Context: Defending the Harbour
The British started establishing fortified settlement in Halifax as of 1749 and continued to see the strategic importance of this harbour even in the twentieth century.[1] Indeed the fortified port of Halifax was considered “Canada’s most important contribution to the naval defence of the British Empire during the First World War.”[2] In the eighteenth century, Halifax also served Great Britain’s military interest. In this period Great Britain’s main enemy and competitor was France; the two powerful nations were fighting across the globe in the Thirty Years War, the Seven Years War, and the War of American Independence, and the War of 1812.[3] These imminent wars forced the British to set up permanent defences in strategic locations such as the Halifax harbour. Halifax needed to be well defended because it was vulnerable to a naval assault from the Atlantic.

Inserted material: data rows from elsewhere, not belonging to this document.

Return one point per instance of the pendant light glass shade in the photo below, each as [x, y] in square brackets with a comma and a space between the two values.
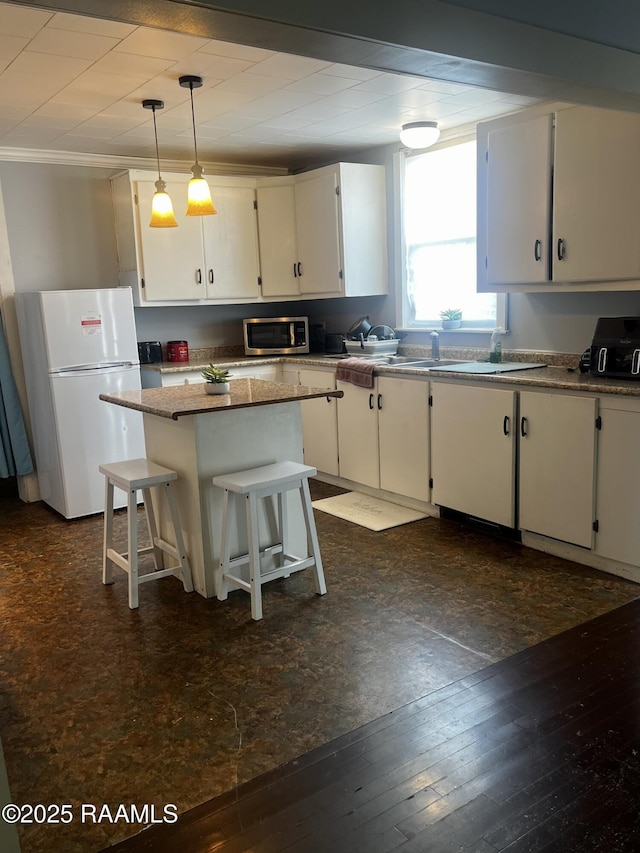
[162, 215]
[199, 201]
[419, 134]
[161, 207]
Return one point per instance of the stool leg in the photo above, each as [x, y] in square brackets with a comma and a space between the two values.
[107, 565]
[283, 532]
[152, 527]
[222, 587]
[312, 537]
[255, 578]
[185, 568]
[132, 544]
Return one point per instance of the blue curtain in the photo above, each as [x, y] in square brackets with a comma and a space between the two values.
[15, 456]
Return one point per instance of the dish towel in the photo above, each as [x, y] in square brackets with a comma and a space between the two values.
[357, 371]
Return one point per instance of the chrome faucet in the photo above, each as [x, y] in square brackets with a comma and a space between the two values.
[435, 346]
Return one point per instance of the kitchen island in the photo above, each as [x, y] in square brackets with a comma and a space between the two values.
[201, 435]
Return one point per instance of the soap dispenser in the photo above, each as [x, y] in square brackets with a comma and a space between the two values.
[495, 348]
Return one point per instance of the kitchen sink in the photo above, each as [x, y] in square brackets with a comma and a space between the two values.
[409, 361]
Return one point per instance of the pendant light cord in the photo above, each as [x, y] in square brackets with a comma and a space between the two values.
[155, 133]
[193, 124]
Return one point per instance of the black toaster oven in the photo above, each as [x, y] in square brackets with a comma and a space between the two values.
[615, 350]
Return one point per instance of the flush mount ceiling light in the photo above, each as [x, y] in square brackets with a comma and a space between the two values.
[198, 194]
[419, 134]
[161, 207]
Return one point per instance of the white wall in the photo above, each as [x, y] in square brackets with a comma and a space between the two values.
[61, 235]
[60, 226]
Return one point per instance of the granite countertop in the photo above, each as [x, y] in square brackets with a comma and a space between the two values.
[561, 373]
[180, 400]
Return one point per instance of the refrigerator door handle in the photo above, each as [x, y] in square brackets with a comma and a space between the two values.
[102, 365]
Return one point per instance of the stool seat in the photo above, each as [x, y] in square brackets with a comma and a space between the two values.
[132, 476]
[273, 480]
[137, 474]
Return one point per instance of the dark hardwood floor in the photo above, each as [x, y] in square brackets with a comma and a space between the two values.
[539, 752]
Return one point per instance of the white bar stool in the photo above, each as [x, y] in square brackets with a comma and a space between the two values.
[254, 484]
[130, 476]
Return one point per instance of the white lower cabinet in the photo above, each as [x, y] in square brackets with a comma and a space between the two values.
[557, 465]
[473, 451]
[320, 423]
[358, 434]
[618, 481]
[383, 435]
[403, 436]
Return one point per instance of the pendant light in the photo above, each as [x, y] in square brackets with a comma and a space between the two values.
[161, 207]
[419, 134]
[198, 194]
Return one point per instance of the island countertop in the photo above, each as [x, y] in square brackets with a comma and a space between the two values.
[178, 401]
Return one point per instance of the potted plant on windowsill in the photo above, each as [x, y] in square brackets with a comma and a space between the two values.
[217, 380]
[451, 318]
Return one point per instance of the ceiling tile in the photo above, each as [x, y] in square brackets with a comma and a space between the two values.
[160, 43]
[236, 51]
[48, 65]
[20, 21]
[289, 66]
[82, 24]
[116, 62]
[10, 46]
[95, 89]
[209, 65]
[64, 43]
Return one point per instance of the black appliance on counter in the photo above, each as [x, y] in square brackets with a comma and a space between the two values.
[615, 350]
[327, 343]
[150, 352]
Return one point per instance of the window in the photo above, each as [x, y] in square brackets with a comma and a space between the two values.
[439, 230]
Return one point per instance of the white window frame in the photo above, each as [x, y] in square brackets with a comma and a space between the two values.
[402, 306]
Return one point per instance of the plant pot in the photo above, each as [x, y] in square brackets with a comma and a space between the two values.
[217, 387]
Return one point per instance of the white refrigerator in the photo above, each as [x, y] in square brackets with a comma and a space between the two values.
[76, 345]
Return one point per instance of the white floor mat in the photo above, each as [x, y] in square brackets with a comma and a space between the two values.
[367, 511]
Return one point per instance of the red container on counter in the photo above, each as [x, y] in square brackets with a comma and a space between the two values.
[177, 351]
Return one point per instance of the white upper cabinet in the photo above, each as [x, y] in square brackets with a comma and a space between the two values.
[206, 258]
[559, 201]
[341, 229]
[231, 245]
[319, 234]
[519, 202]
[279, 266]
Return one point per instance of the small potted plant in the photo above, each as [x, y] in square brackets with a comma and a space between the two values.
[217, 380]
[451, 318]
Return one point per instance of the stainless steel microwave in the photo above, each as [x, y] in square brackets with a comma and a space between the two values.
[276, 335]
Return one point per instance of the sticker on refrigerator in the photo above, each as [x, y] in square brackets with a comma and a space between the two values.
[91, 324]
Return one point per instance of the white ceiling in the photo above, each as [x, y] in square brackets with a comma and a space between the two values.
[70, 83]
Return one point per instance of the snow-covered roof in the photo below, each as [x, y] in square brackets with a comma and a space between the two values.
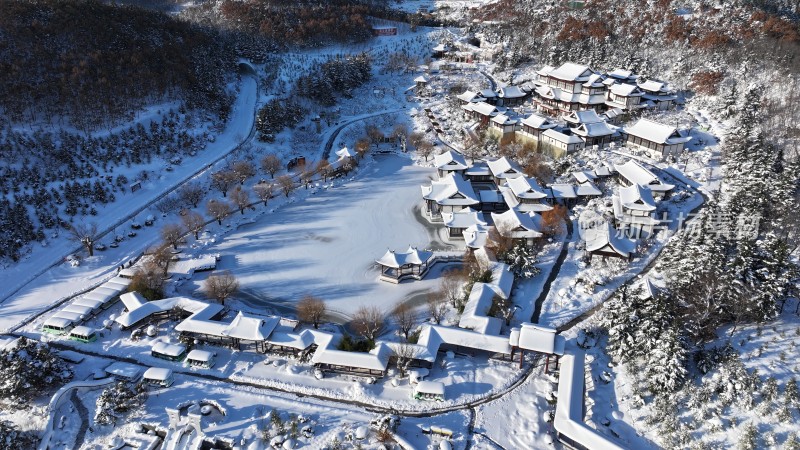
[299, 341]
[595, 80]
[514, 202]
[157, 374]
[470, 97]
[605, 237]
[562, 190]
[583, 176]
[656, 132]
[478, 168]
[626, 90]
[200, 355]
[504, 168]
[587, 189]
[502, 279]
[621, 74]
[250, 327]
[82, 330]
[539, 338]
[476, 309]
[571, 72]
[517, 225]
[94, 304]
[510, 92]
[524, 187]
[544, 71]
[123, 370]
[78, 309]
[489, 196]
[568, 418]
[128, 272]
[326, 353]
[189, 266]
[58, 322]
[412, 256]
[164, 348]
[481, 108]
[69, 315]
[502, 119]
[430, 387]
[653, 86]
[433, 336]
[488, 93]
[450, 160]
[612, 113]
[539, 122]
[562, 137]
[463, 219]
[475, 236]
[345, 152]
[635, 173]
[586, 116]
[132, 300]
[452, 190]
[596, 129]
[637, 197]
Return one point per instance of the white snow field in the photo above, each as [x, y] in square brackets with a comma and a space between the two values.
[326, 244]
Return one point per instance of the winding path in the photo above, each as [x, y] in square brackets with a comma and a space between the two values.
[133, 213]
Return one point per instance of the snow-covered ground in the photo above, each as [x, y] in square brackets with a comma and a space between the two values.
[62, 279]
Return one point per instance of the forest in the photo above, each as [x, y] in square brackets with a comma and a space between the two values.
[88, 64]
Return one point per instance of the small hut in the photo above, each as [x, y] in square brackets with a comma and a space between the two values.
[412, 263]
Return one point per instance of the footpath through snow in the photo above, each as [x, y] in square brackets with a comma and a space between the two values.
[42, 289]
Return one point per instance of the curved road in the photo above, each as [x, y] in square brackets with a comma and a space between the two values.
[245, 72]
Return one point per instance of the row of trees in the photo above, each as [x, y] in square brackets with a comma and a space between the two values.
[51, 178]
[734, 266]
[336, 76]
[62, 61]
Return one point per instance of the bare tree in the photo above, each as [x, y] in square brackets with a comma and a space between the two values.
[218, 209]
[400, 131]
[405, 354]
[191, 194]
[307, 175]
[311, 309]
[451, 287]
[264, 191]
[193, 222]
[375, 135]
[271, 164]
[362, 147]
[286, 183]
[502, 308]
[148, 281]
[84, 234]
[168, 204]
[244, 170]
[240, 198]
[405, 318]
[223, 180]
[172, 233]
[160, 257]
[324, 169]
[424, 149]
[221, 286]
[368, 322]
[437, 307]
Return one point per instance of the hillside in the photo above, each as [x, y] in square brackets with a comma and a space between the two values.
[92, 64]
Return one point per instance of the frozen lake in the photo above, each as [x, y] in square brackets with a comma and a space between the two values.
[326, 244]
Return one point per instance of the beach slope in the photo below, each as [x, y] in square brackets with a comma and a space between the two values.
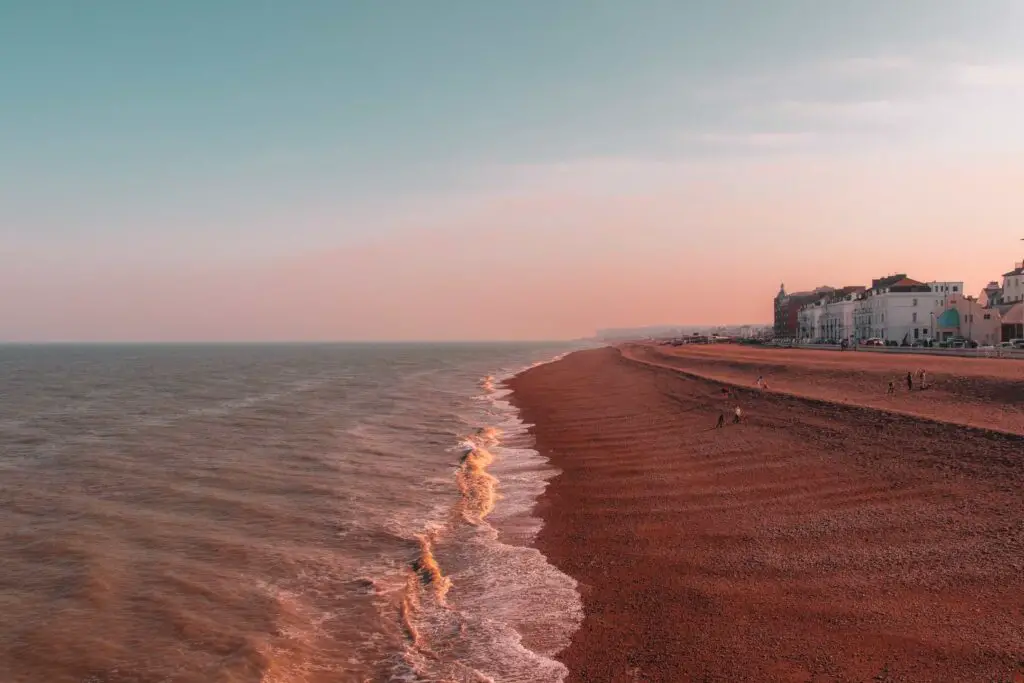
[813, 542]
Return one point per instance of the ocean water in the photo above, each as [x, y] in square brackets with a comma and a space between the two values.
[273, 514]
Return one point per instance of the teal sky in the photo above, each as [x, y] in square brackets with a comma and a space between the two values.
[207, 137]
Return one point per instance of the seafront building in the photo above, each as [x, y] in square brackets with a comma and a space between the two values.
[902, 310]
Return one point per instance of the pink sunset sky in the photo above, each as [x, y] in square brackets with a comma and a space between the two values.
[606, 245]
[653, 168]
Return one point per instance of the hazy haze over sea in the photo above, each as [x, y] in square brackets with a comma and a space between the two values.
[271, 513]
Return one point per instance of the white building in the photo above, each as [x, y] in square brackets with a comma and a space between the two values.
[1013, 285]
[900, 309]
[830, 316]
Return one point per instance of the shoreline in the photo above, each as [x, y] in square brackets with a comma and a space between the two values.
[815, 542]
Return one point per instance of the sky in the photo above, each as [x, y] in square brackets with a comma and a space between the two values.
[227, 170]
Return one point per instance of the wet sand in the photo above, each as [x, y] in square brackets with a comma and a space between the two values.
[814, 542]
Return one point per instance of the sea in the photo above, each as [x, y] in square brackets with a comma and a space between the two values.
[273, 514]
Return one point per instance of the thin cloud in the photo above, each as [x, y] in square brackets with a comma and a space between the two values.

Point Pleasant Park specifically - in the southern part of the peninsula - was one of six batteries that had to be continually reinforced in order to suitably defend Halifax.[4] Today, we can still observe the Prince of Wales Martello Tower and Fort Ogilvy as witnesses to the important defensive infrastructures that were built in the later eighteenth century. The Prince of Wales Martello Tower - pictured above - was built between 1796-1797 under the order of Edward, Duke of Kent.[5] These round towers were built across British North America as part of an extensive defensive system to protect against French and American attacks. The round tower “offered fewer blind spots” and “better deflected projectiles.”[6] This particular Martello tower had ten gun positions and room for storage and barrack use.[7]
This survey marker - like the Martello Tower - is a witness to British Military Defences in Halifax. The marker was installed in 1895 by the British War Department as part of their perambulation survey of Point Pleasant Park and the Halifax Peninsula.[8] The land was officially given to Canada, through the city of Halifax, in 1866.[9]